Berlari dengan menggenggam tangan Masya dengan erat membuatnya kebingungan, kenapa sahabatnya bertingkah aneh.
" tunggu dehh ngomong-ngomong kenapa kita lari yaa" ucap Masya dengan melepaskan genggaman Dara.
" gue jadi bingung emngnya dia siapa kenapa kita harus lari " tanyanya lagi kebingungan.

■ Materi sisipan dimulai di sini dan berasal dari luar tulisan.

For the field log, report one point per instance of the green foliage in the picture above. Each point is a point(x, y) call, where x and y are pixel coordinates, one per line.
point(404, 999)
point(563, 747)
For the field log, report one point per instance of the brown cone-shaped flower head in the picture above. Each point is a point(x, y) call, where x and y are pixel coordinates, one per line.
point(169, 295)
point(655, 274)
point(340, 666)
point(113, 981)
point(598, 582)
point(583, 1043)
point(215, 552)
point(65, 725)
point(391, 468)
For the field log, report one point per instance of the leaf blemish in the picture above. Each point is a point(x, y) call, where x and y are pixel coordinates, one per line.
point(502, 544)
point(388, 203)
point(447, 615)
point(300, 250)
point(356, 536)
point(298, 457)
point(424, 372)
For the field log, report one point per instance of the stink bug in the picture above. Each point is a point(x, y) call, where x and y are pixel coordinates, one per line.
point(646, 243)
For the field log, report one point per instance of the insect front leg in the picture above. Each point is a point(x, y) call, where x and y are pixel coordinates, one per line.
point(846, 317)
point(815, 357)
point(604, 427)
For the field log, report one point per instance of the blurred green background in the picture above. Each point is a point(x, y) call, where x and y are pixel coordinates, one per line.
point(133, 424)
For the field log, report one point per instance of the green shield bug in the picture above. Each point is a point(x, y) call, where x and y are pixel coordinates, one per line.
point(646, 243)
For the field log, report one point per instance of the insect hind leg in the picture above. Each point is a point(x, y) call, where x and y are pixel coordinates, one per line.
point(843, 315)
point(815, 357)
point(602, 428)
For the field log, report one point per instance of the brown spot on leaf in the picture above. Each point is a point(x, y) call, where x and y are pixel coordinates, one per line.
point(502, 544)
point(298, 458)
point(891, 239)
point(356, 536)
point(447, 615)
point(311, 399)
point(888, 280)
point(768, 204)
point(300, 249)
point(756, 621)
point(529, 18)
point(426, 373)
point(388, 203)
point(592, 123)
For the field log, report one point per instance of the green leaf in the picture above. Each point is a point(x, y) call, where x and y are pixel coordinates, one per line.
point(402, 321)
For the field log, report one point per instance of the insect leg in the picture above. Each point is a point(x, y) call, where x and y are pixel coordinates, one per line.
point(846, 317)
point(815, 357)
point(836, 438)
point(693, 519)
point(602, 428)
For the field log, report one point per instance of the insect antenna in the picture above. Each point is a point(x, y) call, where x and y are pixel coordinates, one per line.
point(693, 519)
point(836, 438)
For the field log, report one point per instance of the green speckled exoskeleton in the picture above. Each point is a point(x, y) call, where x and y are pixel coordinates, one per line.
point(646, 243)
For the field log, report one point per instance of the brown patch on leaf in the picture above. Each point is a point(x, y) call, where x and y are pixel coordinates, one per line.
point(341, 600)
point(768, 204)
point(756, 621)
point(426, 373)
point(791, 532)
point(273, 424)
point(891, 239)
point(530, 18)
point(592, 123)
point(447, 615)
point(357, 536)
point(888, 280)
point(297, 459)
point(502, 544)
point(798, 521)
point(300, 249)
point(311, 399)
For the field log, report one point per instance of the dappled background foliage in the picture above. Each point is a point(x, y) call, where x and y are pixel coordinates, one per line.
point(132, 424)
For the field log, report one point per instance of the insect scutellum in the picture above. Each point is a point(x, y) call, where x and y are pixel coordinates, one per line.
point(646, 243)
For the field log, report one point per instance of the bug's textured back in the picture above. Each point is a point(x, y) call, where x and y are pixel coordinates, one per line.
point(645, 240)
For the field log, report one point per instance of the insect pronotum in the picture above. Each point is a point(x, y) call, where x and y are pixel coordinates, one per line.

" eee dia itu cowok yang aku ceritaiin" jawabnya sembari mengelus dadanya yang sesak dan ngos-ngosan karena berlari tadi.
" apaa! jadi dia orangnya" sontak kaget mendengarnya.
" tapi kalo dilihat lihat dia ganteng juga" ucapnya lagi sembari tersenyum.
" iihhh apaan sii kamu " jawab Dara dengan nada yang sedikit kesal.
" yiihhh kok jadu marahh jangan-jangan lo suka yaa sama dia.." balas Masya menggodanya.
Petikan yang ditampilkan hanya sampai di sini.